I was reading a post by Craig Stolz (Web 2.Oh…really)–recently in Time Magazine’s top 25 blogs (here)–about newspaper websites using SEO trickery (worthless links to common words) to make their stories rank higher on google at the cost of degrading the user experience (here). Reminds me of the similar magazine practice where the cover will have fake numbers (chosen for how they look on the cover) to trick people into thinking there’s 234 tips or 55 great trips inside and then big cover lines will sell you on stories that turn out to be 1/3 page or worse–a sentence within a story. And then there’s all those lifeless packages (conceived to give you a number on the cover or a coverline), topical yet vapid front of book pieces and shiny products with hollow write-ups, all served up at the cost of user experience in hopes of attracting more newsstand buyers.
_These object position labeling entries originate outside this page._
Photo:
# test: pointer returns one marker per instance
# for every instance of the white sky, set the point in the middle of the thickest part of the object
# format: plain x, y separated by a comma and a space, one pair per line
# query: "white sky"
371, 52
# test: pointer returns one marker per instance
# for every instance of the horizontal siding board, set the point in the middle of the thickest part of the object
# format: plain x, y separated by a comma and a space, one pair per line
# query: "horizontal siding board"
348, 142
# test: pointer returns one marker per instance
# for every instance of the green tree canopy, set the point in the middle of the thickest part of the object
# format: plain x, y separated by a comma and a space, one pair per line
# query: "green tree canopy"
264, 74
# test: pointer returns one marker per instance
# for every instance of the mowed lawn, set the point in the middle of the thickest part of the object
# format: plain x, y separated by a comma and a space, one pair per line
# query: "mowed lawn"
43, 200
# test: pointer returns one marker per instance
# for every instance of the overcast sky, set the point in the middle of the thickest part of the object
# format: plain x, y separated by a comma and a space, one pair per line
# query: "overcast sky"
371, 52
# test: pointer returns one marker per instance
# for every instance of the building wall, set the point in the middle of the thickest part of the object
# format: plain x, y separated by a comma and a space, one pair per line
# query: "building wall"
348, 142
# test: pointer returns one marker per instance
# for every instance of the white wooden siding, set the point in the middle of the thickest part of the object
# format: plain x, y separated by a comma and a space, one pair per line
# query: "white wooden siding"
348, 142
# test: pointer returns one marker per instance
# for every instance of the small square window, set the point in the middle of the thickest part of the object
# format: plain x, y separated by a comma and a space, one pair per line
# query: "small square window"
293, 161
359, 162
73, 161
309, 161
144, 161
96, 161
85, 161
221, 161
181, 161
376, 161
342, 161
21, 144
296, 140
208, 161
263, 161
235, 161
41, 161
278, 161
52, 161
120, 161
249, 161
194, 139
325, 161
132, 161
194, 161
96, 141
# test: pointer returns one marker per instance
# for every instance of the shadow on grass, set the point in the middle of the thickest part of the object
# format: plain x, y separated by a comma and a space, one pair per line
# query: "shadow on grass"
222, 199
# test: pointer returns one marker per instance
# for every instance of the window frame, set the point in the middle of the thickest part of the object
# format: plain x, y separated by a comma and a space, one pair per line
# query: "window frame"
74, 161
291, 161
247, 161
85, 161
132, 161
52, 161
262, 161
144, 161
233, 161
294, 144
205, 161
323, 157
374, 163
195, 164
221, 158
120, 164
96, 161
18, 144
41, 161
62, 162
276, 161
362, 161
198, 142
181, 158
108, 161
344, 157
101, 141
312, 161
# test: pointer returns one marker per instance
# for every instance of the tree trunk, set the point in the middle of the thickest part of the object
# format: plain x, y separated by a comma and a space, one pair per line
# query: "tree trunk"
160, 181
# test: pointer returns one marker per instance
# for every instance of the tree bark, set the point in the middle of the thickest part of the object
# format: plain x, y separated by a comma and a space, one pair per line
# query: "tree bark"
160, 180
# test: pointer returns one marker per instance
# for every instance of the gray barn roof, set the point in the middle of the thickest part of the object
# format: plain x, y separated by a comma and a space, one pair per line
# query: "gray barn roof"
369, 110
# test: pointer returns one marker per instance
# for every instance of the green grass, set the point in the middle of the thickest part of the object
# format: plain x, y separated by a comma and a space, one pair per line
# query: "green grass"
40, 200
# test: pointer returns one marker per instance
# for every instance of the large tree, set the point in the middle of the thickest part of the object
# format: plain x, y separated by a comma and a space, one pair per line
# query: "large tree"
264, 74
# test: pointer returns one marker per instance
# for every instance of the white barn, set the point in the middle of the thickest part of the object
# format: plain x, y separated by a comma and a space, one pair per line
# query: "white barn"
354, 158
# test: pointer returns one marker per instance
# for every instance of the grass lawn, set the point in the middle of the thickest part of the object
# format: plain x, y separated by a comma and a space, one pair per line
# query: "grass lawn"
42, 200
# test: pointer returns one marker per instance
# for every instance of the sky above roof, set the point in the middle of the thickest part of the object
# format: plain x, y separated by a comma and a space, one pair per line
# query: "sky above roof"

Of course the worst example of this bait and switch technique is the cover image. A subject chosen for their ability to hit it big on the newsstand accompanied by a perfunctory story on the inside. This has nothing to do with your mission as a magazine.

That’s why I love Esquire for owning up to it on the cover this month with a picture of Jessica Simpson and the coverline “We shot this image to catch your eye so you will pick up this issue and immerse yourself in the most gripping story you will read this year.” Bravo.